In the December TikTok video, which took off like wildfire on X just this week, Emhoff films herself while listening to a Wall Street Journal podcast, presumably from December 3, which asks the question: “Is America overmedicated?”

It reports that “long-term use was never studied” and that patients are staying on psychiatric drugs much longer than they were intended, while the effects of this prolonged usage have not been studied.

Emhoff said on TikTok the podcast’s conversation about how difficult it is to get off the drugs “got me thinking how little I’ve thought about that, naively, obviously,” adding that it isn’t being talked about.

“Every time I’ve gone off of it for a week or missed it for whatever reason, like, it has been really hard for me, and I’ve had a really hard time,” Emhoff explained.

It’s a sad revelation for someone who, while in just fifth or sixth grade, has doctors and parents who signed off on a prescription that may turn out to be a mistake.

Emhoff has a strange bedfellow in her realization: Robert F. Kennedy Jr., who is taking on the exact issue that she is concerned about.

“Too many patients begin treatment without a clear understanding of the risks, and how long they will stay on these drugs, or how to come off them,” the Secretary of Health and Human Services said at a Make America Healthy Again Institute event on Monday.

He pledged also that, “We are going to fix it.” Kennedy’s department will encourage non-drug interventions for mental health issues and pursue reforms that would allow doctors to be paid to help people get off psychiatric drugs, according to the Wall Street Journal.

The full extent of side effects of stopping SSRIs is still not totally known, but some former SSRI users report that they experience emotional numbness, as well as even sexual disorders, after coming off the drugs.

Nick, a 27-year-old who lives in New England, began experiencing erectile dysfunction after going off antidepressants, apparently due to a newly recognized condition called Post-SSRI Sexual Dysfunction (PSSD).
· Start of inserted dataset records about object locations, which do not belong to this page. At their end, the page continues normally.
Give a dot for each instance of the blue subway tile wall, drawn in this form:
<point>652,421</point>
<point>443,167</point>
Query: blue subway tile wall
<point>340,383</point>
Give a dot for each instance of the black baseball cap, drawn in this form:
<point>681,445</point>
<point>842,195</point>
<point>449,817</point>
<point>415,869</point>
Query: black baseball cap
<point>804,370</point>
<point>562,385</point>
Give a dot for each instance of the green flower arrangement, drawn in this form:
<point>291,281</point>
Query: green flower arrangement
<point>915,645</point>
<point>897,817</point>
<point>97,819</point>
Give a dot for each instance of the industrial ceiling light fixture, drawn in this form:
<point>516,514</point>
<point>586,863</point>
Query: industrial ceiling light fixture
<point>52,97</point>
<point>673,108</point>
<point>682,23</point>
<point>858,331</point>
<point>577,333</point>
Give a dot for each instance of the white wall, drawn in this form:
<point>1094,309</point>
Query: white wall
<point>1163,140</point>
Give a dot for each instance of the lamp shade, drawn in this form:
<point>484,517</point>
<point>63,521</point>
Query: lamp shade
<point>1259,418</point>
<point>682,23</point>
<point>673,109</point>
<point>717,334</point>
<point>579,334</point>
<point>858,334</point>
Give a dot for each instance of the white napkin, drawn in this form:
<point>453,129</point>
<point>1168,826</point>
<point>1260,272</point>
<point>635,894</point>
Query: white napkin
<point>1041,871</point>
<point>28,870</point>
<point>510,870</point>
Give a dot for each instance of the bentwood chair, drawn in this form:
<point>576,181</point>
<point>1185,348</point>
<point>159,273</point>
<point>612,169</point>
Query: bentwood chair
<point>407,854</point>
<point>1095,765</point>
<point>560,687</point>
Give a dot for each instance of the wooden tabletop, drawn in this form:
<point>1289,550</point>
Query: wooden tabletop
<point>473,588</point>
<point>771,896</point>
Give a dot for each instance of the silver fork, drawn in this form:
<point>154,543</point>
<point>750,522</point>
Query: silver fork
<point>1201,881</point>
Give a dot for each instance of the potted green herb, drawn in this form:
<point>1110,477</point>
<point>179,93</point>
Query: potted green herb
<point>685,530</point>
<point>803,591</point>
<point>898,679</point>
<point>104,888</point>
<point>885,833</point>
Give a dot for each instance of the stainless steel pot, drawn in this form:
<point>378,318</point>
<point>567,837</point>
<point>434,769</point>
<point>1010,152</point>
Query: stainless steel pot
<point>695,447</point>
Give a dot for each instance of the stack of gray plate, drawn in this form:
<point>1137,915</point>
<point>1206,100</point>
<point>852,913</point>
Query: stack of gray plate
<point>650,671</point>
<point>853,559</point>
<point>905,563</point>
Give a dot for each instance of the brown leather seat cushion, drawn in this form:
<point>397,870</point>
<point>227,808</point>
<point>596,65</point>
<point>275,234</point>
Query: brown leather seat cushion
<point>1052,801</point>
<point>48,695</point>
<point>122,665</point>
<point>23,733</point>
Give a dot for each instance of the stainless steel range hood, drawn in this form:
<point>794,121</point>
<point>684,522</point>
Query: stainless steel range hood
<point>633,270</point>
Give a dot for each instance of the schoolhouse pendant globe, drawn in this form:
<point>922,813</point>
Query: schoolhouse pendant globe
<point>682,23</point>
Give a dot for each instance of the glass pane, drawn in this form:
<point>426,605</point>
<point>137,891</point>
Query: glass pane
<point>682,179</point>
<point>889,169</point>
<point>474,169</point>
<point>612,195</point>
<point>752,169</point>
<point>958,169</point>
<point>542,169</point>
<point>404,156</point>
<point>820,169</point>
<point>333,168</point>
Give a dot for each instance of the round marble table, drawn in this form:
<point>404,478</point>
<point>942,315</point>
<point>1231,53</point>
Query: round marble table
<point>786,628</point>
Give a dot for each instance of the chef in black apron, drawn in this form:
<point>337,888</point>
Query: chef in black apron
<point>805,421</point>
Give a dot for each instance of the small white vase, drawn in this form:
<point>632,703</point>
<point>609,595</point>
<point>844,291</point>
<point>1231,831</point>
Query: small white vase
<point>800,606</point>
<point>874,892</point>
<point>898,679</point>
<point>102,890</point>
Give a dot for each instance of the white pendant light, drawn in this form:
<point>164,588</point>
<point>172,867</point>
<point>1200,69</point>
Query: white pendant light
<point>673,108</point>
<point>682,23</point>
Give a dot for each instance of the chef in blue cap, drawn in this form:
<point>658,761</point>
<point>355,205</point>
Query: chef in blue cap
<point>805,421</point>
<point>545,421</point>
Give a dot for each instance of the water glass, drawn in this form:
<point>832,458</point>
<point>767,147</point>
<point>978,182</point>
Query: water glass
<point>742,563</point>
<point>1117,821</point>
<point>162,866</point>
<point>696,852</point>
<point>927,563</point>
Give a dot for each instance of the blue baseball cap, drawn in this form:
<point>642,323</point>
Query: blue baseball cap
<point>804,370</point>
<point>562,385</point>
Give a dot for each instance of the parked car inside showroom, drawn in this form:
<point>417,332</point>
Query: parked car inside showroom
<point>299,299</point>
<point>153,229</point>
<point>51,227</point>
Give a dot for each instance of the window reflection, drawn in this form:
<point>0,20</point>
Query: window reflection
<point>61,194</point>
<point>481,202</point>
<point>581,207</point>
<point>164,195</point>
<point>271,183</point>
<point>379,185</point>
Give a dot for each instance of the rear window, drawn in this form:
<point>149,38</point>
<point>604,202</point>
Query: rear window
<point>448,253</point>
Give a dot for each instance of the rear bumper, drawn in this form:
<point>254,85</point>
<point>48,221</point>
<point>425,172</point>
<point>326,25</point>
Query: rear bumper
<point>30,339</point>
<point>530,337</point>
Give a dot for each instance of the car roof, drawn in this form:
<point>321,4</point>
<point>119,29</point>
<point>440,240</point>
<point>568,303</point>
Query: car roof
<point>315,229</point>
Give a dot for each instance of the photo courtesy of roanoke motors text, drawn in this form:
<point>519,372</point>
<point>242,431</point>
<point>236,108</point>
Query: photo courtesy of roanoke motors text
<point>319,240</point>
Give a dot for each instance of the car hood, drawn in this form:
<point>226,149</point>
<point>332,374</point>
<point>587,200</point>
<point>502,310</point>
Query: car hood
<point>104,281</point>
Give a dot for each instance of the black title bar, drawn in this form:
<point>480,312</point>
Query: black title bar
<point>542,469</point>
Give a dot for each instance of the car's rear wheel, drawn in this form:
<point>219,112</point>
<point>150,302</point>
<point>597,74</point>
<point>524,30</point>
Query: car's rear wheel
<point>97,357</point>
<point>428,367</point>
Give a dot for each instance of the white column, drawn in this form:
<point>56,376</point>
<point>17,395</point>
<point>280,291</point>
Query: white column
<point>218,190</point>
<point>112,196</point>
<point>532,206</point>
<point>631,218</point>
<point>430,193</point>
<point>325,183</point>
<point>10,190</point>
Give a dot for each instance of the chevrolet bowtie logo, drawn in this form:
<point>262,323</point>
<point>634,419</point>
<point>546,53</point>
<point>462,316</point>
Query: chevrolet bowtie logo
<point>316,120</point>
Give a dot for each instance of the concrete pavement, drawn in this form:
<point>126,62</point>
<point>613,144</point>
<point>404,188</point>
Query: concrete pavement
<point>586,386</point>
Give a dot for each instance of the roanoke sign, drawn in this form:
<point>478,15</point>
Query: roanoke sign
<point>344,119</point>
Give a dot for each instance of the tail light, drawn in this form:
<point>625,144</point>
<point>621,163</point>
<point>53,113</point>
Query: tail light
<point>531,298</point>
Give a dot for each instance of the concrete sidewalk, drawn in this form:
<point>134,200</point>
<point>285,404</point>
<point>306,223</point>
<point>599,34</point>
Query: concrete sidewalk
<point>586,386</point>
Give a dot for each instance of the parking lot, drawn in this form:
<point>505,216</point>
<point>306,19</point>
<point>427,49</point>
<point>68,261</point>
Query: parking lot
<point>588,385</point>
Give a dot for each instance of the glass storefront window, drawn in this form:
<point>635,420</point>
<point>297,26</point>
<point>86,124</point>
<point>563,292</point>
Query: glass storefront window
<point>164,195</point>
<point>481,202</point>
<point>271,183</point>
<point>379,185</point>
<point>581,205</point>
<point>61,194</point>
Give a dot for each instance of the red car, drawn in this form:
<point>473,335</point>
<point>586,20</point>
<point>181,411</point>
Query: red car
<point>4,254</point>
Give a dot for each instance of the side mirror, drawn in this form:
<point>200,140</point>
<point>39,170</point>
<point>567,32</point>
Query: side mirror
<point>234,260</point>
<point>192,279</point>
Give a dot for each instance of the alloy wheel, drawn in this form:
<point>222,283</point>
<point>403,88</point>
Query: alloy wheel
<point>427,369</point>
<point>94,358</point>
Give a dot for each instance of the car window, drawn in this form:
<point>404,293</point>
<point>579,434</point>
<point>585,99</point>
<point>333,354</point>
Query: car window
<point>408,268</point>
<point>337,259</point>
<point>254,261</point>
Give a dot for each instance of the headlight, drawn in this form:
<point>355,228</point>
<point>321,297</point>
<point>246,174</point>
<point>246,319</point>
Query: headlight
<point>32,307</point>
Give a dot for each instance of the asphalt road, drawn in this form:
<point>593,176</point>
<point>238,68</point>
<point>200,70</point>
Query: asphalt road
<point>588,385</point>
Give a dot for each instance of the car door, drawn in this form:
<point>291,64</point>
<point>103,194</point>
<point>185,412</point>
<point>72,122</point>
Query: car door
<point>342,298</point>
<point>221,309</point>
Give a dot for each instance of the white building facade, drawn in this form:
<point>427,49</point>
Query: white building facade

“That region feels as sensitive as the skin on the back of my elbow does,” Nick told The Post.

“Now there’s just no enjoyment in anything, like hobbies, or hanging out with my girlfriend, or watching a movie, or playing video games, my favorite thing to do, it’s all exactly the same. It’s like watching a brick wall,” he said.
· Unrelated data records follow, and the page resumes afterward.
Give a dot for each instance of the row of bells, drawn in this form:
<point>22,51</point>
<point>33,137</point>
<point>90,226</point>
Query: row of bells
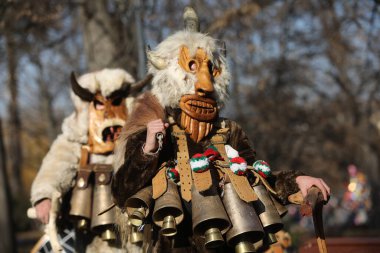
<point>87,210</point>
<point>243,224</point>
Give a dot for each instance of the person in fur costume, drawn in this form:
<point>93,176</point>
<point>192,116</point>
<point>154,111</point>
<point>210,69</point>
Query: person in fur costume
<point>102,101</point>
<point>175,135</point>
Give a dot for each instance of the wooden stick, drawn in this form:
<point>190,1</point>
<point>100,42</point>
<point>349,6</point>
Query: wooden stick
<point>313,205</point>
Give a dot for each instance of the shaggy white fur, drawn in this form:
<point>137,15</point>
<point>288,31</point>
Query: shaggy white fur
<point>170,83</point>
<point>59,166</point>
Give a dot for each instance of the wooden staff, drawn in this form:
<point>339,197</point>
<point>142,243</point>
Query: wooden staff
<point>313,205</point>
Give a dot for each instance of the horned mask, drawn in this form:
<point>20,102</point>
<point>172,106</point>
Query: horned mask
<point>106,113</point>
<point>190,73</point>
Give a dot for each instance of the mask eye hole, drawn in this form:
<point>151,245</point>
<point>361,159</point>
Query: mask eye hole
<point>98,105</point>
<point>117,101</point>
<point>210,67</point>
<point>213,68</point>
<point>193,66</point>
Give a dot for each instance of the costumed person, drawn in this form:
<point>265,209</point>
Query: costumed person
<point>77,169</point>
<point>187,173</point>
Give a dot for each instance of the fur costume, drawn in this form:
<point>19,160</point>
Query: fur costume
<point>59,167</point>
<point>172,80</point>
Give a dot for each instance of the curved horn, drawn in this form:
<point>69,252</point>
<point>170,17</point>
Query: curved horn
<point>78,90</point>
<point>190,19</point>
<point>138,86</point>
<point>156,61</point>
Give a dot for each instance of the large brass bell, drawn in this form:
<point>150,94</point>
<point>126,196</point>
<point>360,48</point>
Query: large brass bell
<point>281,209</point>
<point>267,211</point>
<point>135,236</point>
<point>103,217</point>
<point>269,239</point>
<point>210,220</point>
<point>168,212</point>
<point>246,226</point>
<point>138,206</point>
<point>81,199</point>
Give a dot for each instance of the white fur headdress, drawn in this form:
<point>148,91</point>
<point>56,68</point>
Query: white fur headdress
<point>170,81</point>
<point>75,126</point>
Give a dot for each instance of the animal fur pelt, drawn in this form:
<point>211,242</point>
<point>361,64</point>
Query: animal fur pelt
<point>146,109</point>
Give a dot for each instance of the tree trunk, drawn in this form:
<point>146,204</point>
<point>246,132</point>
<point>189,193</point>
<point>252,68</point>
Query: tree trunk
<point>107,42</point>
<point>7,242</point>
<point>15,149</point>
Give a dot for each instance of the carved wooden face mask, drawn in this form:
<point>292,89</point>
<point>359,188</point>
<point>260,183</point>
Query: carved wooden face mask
<point>106,119</point>
<point>199,110</point>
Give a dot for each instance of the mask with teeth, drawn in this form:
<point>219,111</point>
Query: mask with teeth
<point>106,119</point>
<point>199,110</point>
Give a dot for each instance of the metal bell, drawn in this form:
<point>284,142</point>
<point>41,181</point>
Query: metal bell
<point>269,239</point>
<point>108,235</point>
<point>168,212</point>
<point>101,219</point>
<point>244,247</point>
<point>210,220</point>
<point>135,236</point>
<point>267,211</point>
<point>246,226</point>
<point>281,209</point>
<point>138,206</point>
<point>81,200</point>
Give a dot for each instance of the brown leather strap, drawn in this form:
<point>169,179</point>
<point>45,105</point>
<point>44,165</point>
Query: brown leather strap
<point>183,163</point>
<point>103,174</point>
<point>202,181</point>
<point>84,156</point>
<point>240,183</point>
<point>159,182</point>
Our society has been stripped of community, religious faith and patriotism. In its place, people have been given screens, influencers, dating apps, online porn, AI companions and all manner of unsatisfactory replacements.
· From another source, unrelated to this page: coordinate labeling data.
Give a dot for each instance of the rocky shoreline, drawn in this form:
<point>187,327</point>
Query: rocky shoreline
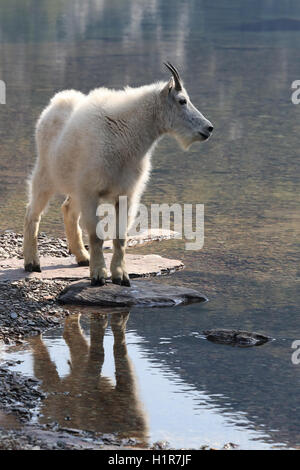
<point>29,307</point>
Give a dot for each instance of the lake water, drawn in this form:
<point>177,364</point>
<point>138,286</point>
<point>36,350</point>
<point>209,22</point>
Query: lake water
<point>238,60</point>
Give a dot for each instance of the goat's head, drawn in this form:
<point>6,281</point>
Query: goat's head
<point>180,116</point>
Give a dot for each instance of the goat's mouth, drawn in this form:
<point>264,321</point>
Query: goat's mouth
<point>204,135</point>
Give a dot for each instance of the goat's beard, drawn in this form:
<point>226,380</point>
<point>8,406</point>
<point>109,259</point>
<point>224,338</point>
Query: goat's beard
<point>185,141</point>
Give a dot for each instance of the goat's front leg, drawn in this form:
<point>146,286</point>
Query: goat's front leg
<point>118,269</point>
<point>98,269</point>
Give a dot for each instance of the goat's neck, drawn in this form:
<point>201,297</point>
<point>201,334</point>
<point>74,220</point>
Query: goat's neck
<point>140,124</point>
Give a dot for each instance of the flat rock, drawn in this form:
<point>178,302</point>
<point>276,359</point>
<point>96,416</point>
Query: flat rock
<point>142,293</point>
<point>146,236</point>
<point>236,337</point>
<point>12,269</point>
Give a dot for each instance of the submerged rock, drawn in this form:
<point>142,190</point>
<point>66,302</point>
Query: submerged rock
<point>236,337</point>
<point>140,294</point>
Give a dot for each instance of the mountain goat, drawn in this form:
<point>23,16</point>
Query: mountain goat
<point>94,148</point>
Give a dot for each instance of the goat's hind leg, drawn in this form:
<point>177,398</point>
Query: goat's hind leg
<point>98,271</point>
<point>118,269</point>
<point>71,213</point>
<point>39,198</point>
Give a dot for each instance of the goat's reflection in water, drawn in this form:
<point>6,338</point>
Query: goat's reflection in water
<point>87,399</point>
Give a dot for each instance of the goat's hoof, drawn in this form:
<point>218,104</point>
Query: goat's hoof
<point>125,282</point>
<point>121,282</point>
<point>84,263</point>
<point>30,267</point>
<point>99,281</point>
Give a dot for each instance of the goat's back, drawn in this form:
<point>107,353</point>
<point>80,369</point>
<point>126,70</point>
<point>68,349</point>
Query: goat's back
<point>53,119</point>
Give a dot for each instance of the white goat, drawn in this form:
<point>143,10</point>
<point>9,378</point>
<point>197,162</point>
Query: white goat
<point>94,148</point>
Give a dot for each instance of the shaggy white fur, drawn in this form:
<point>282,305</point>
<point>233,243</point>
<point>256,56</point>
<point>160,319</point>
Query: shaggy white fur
<point>94,148</point>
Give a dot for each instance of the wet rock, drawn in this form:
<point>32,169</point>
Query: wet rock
<point>66,268</point>
<point>11,244</point>
<point>140,294</point>
<point>236,337</point>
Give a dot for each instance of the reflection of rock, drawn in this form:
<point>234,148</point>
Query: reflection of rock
<point>85,398</point>
<point>236,338</point>
<point>140,294</point>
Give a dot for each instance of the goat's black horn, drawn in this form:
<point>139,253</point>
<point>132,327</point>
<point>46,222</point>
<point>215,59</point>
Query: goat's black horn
<point>174,71</point>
Could that be why so many Gen Zers feel they need quick-fix psychiatric medications? And could trying something else first — therapy, getting off social media, exercise — be a better answer for some of them?

“I think I definitely should have [done] therapy first and foremost,” Nick admitted, adding that, when he was 19 and started taking an SSRI, “I wasn’t at risk of taking my own life or anything like that … I still had a hell of a lot of fun in life.”